Lazigirl Wed 23-Jan-19 18:59:59

I was too bikergran, had never heard of them and they are eye wateringly expensive, but cheaper than soundproofing I'm thinking. I was wondering how comfortable they are to wear because I roll around a lot at night?

PECS Wed 23-Jan-19 18:56:44

It is annoying when you move and then discover the irritations of neighbours/ local sounds. however I think it is hard to expect people to limit their normal daily life. If it was partying, practising trombone in the early hours etc. that is different but normal living noises?
We moved from a busy London road with night buses to a house that is very close to a station. We are not bothered by train noises..but in the summer I do get tired of regularly being told to carry a bottle of water with me!

bikergran Wed 23-Jan-19 18:42:10

oh my gosh was curious bout the "Bose sleep buds" shock the price!

llizzie2 Wed 23-Jan-19 18:32:16

After reading all this I am wondering whether I should sell my house after all!! My health is poor and my daughter one and a half hours away and I really would love to move, but this house is so quiet. I cannot hear any noise and no one complains about my noise either. The house is detached and set back from the other houses in the row and is the end of a cul-de-sac, so that my house front starts where the other houses end. It might be that is the reason or perhaps my neighbours trees that are damaging my gutters and fascias muffle sound. We built an extension to live downstairs and this sits between the gardens of two rows of houses - if you get my drift! I do, however get noise travelling through water pipes - my own, so it is possible that the op could do something to deaden sound?

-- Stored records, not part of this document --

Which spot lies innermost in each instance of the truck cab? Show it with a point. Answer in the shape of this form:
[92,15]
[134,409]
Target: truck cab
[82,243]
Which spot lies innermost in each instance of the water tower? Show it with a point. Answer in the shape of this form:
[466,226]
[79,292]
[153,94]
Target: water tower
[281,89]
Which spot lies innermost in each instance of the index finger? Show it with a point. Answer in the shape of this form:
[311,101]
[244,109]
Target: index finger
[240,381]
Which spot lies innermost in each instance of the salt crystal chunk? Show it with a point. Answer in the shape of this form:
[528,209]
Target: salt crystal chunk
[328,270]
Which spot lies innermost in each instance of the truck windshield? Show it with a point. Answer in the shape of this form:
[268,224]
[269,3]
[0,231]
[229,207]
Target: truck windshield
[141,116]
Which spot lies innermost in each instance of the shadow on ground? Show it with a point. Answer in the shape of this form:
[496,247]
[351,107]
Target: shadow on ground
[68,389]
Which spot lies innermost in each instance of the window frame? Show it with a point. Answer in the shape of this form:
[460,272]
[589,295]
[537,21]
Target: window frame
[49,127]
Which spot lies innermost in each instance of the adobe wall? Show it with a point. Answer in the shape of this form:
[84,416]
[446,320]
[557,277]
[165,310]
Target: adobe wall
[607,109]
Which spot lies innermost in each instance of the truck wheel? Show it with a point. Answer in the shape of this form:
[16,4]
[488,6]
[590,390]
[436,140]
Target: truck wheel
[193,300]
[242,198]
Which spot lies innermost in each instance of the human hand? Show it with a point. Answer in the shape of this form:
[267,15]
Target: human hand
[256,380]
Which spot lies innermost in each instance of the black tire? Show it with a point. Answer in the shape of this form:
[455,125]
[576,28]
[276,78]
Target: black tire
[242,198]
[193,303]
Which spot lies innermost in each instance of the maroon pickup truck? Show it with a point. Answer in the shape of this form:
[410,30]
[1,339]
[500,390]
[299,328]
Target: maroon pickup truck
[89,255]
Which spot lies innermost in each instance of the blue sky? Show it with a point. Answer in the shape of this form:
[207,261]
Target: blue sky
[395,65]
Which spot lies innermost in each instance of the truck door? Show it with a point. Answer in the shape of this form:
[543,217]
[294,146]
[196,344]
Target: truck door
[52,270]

llizzie2 Wed 23-Jan-19 18:21:57

Bizzle: I do feel very sorry for you. He would probably ignore you if you spoke. It might be that he will do worse now he knows you are upset by it. Best to say nothing because that could start a row. Since 1995 my next door neighbour has done a lot of things and I have ignored him and not spoken and each year he gets worse, hoping I will do something. Turning the other cheek is hard and painful but best, I think. do you have central heating pipes and radiators? The sound might be travelling along the pipes and echoing. If it is, then sound proofing the walls and ceiling might not be effective.

Hollydoilly10 Wed 23-Jan-19 18:21:18

Just move as soon as you can.

MissAdventure Wed 23-Jan-19 17:51:23

Honestly, how many minutes of a day is spent piddling? (Rhetorical question!)
A couple of minutes, even if it was 20 times a day isn't that long.